# How much do you pay for turkey necks?



## Unosmom (May 3, 2009)

I found this local seller thats delivers for free (or pick up with 5-10% discount depending on order), she has a case of turkey necks 30 lbs for $55. I cant remember how much I pay at the grocery store (like $3 for a pack of 5-6 necks). 

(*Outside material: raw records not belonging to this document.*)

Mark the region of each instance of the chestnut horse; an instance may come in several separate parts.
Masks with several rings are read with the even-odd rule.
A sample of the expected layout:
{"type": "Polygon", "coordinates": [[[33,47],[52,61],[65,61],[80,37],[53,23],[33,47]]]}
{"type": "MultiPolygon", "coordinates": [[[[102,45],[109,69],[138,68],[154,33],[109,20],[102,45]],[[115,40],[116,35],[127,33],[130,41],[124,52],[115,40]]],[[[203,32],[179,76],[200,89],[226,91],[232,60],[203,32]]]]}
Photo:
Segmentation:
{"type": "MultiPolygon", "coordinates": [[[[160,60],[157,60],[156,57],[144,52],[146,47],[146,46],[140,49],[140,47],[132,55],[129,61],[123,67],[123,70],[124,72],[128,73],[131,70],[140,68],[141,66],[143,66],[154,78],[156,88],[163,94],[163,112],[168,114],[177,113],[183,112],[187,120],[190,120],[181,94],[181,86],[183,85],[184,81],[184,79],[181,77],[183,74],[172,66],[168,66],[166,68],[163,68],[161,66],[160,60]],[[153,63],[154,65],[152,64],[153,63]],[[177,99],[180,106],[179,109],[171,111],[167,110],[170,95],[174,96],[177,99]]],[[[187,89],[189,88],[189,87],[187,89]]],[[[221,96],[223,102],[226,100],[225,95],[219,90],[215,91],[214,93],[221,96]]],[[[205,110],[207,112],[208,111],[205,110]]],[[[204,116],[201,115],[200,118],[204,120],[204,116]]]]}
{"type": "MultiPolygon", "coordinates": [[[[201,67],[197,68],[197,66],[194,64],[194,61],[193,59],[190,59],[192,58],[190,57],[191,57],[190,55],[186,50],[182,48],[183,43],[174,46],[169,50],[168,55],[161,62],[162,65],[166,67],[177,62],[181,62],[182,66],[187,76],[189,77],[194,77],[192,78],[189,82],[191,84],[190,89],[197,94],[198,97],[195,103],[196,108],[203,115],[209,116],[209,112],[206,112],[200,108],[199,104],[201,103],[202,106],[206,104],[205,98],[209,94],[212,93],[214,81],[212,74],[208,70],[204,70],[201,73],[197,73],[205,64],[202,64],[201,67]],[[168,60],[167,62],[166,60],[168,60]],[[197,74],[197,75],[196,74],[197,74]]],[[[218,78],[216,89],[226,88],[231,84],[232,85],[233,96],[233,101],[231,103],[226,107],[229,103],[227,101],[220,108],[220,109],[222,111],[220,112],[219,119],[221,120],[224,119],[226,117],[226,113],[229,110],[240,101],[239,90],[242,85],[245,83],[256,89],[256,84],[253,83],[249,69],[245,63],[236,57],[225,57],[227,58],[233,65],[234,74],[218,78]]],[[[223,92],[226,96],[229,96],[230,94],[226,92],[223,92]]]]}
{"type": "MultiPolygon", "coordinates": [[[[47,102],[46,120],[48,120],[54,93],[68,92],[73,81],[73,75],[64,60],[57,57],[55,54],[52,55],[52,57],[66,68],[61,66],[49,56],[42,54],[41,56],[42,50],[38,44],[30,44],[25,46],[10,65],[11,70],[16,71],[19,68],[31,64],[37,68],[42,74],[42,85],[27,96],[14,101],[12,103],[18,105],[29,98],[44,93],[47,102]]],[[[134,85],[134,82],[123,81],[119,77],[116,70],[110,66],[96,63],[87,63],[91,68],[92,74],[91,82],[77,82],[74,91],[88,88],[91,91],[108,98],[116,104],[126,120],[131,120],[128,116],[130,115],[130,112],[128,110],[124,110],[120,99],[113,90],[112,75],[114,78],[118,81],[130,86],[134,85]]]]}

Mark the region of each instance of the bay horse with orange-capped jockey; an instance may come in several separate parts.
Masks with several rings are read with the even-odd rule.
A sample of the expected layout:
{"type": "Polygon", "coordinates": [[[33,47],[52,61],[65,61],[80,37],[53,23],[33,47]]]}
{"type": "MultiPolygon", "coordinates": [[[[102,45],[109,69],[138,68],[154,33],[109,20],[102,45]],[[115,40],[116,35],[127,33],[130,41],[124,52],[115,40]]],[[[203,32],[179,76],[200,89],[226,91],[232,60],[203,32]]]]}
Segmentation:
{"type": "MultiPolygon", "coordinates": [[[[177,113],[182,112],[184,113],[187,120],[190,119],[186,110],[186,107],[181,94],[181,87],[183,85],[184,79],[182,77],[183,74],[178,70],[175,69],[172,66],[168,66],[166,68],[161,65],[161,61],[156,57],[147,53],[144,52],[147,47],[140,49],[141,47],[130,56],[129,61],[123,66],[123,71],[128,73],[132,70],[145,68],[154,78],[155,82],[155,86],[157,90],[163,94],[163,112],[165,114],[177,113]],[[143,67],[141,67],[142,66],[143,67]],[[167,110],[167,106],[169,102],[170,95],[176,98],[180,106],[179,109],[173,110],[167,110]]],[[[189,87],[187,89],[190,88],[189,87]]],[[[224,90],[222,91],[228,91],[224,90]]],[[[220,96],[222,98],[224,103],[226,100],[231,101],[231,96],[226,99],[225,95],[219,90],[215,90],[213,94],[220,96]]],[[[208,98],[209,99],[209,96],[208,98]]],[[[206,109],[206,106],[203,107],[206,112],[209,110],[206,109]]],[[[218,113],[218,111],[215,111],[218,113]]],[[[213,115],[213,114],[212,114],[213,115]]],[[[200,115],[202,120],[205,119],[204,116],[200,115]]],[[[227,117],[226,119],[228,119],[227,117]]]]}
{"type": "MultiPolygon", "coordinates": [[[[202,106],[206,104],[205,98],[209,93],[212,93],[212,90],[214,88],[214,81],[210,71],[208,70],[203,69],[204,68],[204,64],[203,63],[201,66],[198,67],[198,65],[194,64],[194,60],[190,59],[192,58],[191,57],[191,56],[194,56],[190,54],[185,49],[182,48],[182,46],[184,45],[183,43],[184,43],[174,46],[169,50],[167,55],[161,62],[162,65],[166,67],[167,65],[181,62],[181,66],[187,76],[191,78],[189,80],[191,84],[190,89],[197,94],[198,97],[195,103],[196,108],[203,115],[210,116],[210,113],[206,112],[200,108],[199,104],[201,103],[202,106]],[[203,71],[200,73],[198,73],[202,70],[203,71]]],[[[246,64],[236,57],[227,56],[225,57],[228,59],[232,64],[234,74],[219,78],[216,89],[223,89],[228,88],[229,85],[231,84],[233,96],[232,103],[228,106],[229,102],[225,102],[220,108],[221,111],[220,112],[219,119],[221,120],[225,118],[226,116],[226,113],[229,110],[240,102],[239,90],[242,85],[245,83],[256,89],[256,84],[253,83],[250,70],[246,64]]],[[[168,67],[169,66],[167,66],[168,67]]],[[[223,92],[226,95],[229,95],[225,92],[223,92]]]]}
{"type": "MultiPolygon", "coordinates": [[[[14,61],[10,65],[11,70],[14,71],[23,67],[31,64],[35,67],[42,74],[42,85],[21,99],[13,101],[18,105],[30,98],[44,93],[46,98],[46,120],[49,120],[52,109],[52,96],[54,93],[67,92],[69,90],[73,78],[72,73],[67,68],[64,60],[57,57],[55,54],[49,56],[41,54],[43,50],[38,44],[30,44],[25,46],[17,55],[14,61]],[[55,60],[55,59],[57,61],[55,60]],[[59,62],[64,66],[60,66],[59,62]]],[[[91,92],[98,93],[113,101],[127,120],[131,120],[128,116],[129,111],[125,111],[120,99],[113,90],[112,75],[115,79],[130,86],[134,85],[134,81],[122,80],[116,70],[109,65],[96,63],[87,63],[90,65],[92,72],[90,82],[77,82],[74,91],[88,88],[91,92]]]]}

Do you think its a good deal?


----------



## swolek (Mar 31, 2011)

That's a little over $1.80/lb. Too high for me since I can get them much cheaper at the grocery store ($0.99/lb at one store, $1.19/lb at another).


----------



## tem_sat (Jun 20, 2010)

NO WAY...

I pay 67 cents per pound for a 30lb case.


----------



## Unosmom (May 3, 2009)

Thanks, thats what I thought, I'm pretty sure its cheaper at wal-mart but I cant recall the weight of those packs. As much as I'd like to support local business, I'm trying to keep raw as affordable as possible at the moment, money doesent exactly grow on trees.


----------



## twotonelover (Jan 10, 2011)

I get them from the grocery store for .69-.79 per lb, so that seems a little expensive to me?


----------



## kady05 (Jul 29, 2011)

I get a 30lb. case for $29, so yeah, that's way pricey!


----------



## Unosmom (May 3, 2009)

where do you guys by it by case?


----------



## kady05 (Jul 29, 2011)

I get mine at one of my local butchers.


----------



## Sprocket (Oct 4, 2011)

Haven't purchases in bulk yet but the turkey necks here range from 1.49$ - 1.79$ a lb.


----------



## shellbell (Sep 24, 2011)

I pay $35 for a 30lb case. I order it from a local grocery store.


----------



## Unosmom (May 3, 2009)

I guess I'll ask around and see if there are any butchers in the area. Thanks


----------



## rannmiller (Jun 27, 2008)

I just ordered 30 lbs I think at $0.79/lb, I get it from one of the meat wholesalers in my area.


----------



## ciaBrysh (Dec 16, 2011)

I pay $30 for a 30 lb case...way too much!


----------



## doxieluv (Aug 8, 2011)

ouch. i get a case of 30lbs either for $26.50 or $28 from either one of my suppliers. the highest i've seen from a supplier was $33


----------



## twoisplenty (Nov 12, 2008)

I have never bought turkey necks, I need to find a supplier but we get chicken necks for .50 lb


----------



## Noodlesmadison (Sep 18, 2011)

I pay about 69 cents a pound for necks, sometimes less


----------



## Dude and Bucks Mamma (May 14, 2011)

From our local butcher, we get a 30 lb case for $22.55


----------



## Aerodogs (Jan 14, 2012)

I pay $28 for a 30lb case. You should talk to your local butcher and see if they can give you a better deal.


----------